Russell is a strong proponent of financial incentives. Farmers are willing to make changes but the expense has to be manageable and realistic, he said. Earlier this year CNN contacted him, wanting to do a story about whether the disastrous winter storms and spring flooding had gotten Iowa farmers more concerned about the climate crisis.

He convinced CNN representatives that they had the wrong narrative; the story should be about farmers’ desire to take a proactive approach to ensuring the future of their farms while also being good stewards of the earth. CNN took that approach in a video that included interviews with Russell and with a farmer from a neighboring farm.
In the video, Russell told the interviewer that Iowa IPL is working to “get farmers into leadership positions to make the case on how to incentivize farmers to innovate, define the problem on our own terms, not follow someone else’s, and then find a solution based on what we know we can do.”

Russell shared with Bishop Zinkula and Ferris four questions to help farmers and rural communities begin faith-based conversations about climate crisis and action:
How does God/your faith call you in your vocation as a farmer?

Last century one of the biggest problems facing the world was a need for a big increase in agricultural production to feed a growing population.

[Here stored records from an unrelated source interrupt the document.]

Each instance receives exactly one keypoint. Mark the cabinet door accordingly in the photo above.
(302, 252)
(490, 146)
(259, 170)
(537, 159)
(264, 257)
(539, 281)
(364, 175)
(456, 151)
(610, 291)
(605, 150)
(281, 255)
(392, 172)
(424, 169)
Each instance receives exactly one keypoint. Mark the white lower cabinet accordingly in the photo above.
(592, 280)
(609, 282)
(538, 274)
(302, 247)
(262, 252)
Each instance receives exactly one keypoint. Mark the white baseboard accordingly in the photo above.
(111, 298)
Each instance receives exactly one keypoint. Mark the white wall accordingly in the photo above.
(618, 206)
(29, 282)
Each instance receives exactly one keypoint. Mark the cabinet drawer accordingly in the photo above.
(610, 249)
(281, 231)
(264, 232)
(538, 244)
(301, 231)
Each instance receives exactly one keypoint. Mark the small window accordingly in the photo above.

This century the biggest problem facing the world is finding solutions to the climate crisis. How is God/your faith calling you to help solve the climate crisis?

What economic conditions would need to exist for you to respond to a call to climate action as a farmer?

What are some ways farmers can help promote the economic conditions to encourage agricultural solutions to the climate crisis?

Systemic change is necessary, but the conversation has to begin with farmers talking with each other, lifting up each other, Russell said. The climate crisis “is a perfect topic for Christian farmers because of their commitment to the Word of God.”

“In his encyclical letter ‘Laudato Si,’ a compelling call to care for the earth, our common home, Pope Francis builds on a long history of Catholic teaching,” Bishop Zinkula said. “Given the role that farmers play growing crops and raising animals, it is very important that they have a seat and voice at the table in the discussion about climate change.”

Russell spoke of another Iowa IPL initiative. This one involves getting 10 to 12 of Iowa’s religious colleges and universities to address climate change, first by asking their campus communities to reflect on the question: “As I discern my calling, how does my faith invite me to climate action?”

“That’s a question we should all be asking ourselves,” Russell said. He also invited Bishop Zinkula and Ferris to a Statewide Interfaith Gathering on Climate Action to be held Oct. 26 at St. Elizabeth Ann Seton Parish in Hiawatha.

“What Matt shared with us is very exciting!” Ferris said. “Iowa IPL will provide opportunities for Catholics and people of other faiths to talk about a priority we all share, Care for Creation.”

The Season of Creation

Pope Francis has designated the five-week period between World Day of Prayer for the Care of Creation (Sept. 1) and the Feast Day of St. Francis of Assisi (Oct. 4) as The Season of Creation. This observance offers “individual believers and communities a fitting opportunity to reaffirm their personal vocation to be stewards of creation, to thank God for the wonderful handiwork which he has entrusted to our care, and to implore his help for the protection of creation as well as his pardon for the sins committed against the world in which we live,” Pope Francis said.